John Kay gave us a more modest list of things regulators could do. They could concentrate on policing activities to try to prevent or intercept criminal activity within financial businesses - attempts to steal client money in one way or another. They could ensure a comprehensive deposit protection scheme. The Central Bank should concentrate on providing cash to the system - where it has a monopoly - against reasonable security from the banks. The rest should be left to the market.

I found his approach convincing. I liked its modesty of aim, and the practicality of the individual recommendations. If Northern depositors had known they would get their money back under a protection scheme there might not have been such a run on the bank. If Northern had been able to get more cash from the Bank of England against proper security to protect taxpayers, the bank would have found it easier to pay off those depositors who did want to get out.

Those who want more aggressive regulation have to answer some difficult questions. Let us take this area of mortgage regulation. What would the government have done if their new mortgage regulator had had real teeth in the boom phase? Would they have watched whilst person after person was told they could not borrow money because they were not rich enough? Would they have been happy to see a queue of disappointed mortgage applicants told they could not get a mortgage against the stated price of the house, but only against say 80% of the stated value? Yet that is the type of action the Mortgage Regulators would have to have taken a couple of years ago to prevent the negative equity and the repossessions of today. The regulator would have to be both wiser about the state of the cycle and more powerful than the banks making the loans. He or she would also need protection against judicial review and legal challenge, as they would effectively be running the mortgage banks for them.They would be preventing banks from lending money when they wanted to on the terms they wished to offer.
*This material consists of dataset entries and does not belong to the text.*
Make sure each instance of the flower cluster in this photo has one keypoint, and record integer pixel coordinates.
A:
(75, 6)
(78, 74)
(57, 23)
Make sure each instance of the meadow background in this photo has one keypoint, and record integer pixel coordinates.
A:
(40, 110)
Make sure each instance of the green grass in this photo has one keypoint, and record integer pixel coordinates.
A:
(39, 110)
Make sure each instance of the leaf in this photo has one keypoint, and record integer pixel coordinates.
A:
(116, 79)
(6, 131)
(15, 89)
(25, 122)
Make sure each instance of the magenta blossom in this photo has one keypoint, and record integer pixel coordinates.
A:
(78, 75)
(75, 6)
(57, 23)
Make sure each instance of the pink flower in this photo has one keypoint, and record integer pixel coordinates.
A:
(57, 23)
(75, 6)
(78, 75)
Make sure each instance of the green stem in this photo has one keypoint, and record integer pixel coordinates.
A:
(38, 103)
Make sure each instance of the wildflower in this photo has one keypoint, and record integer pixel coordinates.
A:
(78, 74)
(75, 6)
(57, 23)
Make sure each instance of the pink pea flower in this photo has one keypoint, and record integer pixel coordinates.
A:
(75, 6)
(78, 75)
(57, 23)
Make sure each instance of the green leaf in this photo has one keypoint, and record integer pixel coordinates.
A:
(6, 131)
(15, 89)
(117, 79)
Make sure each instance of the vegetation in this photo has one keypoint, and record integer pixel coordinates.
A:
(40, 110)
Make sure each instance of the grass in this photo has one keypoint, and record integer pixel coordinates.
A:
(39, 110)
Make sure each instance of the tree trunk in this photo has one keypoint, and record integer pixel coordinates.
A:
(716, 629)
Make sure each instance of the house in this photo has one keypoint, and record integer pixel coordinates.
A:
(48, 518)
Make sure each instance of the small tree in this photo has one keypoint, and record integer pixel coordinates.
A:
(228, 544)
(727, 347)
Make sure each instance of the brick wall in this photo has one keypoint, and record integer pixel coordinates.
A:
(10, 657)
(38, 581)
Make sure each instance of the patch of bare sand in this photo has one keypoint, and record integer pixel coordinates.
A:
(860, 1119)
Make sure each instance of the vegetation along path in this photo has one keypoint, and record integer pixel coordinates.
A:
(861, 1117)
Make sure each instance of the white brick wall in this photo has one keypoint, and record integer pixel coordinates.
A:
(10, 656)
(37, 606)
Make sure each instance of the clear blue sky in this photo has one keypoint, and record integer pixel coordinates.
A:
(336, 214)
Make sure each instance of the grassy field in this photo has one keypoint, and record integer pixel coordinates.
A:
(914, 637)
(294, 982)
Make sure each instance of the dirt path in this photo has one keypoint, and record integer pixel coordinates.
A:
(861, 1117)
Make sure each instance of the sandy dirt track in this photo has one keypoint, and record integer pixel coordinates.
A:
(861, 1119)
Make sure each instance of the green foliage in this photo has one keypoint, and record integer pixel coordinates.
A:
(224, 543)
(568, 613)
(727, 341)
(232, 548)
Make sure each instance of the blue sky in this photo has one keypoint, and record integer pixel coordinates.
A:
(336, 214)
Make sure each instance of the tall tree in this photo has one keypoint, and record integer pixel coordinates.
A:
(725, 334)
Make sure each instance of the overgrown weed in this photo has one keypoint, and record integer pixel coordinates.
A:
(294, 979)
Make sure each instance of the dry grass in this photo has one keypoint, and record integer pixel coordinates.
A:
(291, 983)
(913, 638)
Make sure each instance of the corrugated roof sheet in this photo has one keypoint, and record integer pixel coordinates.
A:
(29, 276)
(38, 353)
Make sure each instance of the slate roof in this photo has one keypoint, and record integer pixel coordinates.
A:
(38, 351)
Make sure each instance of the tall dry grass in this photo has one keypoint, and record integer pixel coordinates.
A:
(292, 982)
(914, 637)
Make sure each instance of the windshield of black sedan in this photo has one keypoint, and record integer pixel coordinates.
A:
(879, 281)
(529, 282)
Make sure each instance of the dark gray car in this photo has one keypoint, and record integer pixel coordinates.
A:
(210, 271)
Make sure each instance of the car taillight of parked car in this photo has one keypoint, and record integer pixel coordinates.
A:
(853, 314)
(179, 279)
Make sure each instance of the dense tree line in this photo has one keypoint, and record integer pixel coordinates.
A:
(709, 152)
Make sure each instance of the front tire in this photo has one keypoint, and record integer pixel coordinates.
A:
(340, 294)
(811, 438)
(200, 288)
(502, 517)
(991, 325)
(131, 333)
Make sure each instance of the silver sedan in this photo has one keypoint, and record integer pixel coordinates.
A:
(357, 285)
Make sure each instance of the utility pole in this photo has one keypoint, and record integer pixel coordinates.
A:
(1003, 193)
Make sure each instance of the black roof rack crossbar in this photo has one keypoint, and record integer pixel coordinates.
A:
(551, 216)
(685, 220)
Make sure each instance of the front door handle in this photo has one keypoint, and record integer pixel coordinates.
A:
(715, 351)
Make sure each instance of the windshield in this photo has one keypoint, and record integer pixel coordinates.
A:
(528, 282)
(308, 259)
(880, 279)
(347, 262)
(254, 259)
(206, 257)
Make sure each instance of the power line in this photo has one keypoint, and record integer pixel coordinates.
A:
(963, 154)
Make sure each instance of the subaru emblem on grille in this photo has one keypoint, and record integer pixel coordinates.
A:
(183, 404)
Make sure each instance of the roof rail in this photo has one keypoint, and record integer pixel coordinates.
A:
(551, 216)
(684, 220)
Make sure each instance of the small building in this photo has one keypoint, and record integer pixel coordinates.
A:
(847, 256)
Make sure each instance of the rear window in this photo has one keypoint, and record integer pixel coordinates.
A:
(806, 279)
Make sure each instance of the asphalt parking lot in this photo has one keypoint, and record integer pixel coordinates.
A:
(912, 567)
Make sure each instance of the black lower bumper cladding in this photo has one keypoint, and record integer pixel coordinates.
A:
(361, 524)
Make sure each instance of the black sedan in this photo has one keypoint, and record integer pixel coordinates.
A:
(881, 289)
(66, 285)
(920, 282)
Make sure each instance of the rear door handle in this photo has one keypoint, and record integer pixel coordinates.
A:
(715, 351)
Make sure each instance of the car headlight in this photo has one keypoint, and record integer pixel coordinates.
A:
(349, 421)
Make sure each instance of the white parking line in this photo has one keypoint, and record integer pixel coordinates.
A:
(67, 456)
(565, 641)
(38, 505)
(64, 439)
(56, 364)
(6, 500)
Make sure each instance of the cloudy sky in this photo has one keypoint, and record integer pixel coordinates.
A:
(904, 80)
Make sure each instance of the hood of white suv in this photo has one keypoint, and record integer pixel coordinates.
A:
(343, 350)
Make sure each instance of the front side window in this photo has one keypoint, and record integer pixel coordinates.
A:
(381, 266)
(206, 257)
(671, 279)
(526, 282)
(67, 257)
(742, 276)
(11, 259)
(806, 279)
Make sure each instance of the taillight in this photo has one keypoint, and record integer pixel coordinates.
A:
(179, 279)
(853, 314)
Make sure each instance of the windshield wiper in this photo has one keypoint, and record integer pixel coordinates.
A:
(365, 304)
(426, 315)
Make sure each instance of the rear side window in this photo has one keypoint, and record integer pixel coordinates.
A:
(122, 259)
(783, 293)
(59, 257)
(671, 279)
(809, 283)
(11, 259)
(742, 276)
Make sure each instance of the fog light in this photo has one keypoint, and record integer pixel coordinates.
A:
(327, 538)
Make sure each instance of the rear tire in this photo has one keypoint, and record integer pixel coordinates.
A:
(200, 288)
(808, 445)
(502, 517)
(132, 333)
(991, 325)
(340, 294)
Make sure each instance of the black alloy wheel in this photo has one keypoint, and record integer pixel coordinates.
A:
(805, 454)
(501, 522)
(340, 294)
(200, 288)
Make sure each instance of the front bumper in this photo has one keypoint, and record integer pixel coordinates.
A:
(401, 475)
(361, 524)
It simply is not practical in a fast moving global market to find regulators who are that good and to allow them to make all those calls. The 236 regulators of Fannie and Freddie and the Regulators of Northern could not have prevented the respective collapses. Employing more of them, or tightening the rules, will not prevent a future problem. All the time we have boom and bust Central banking and boom and bust government spending and deficits, there will cycles that are beyond the powers of the regulators to fix. So let’s this time stop the humbug about how we “have learned the lessons” and will put in “regulation to fix it”. As the two commentators implied last night, the authorities are unlikely to have learned the lessons. Indeed, they are sending exactly the opposite signal. The message going out on both sides of the Atlantic is that private sector banks can make money in good times by lending lots, and can let the public sector pick up the bills when things go wrong in the bad times.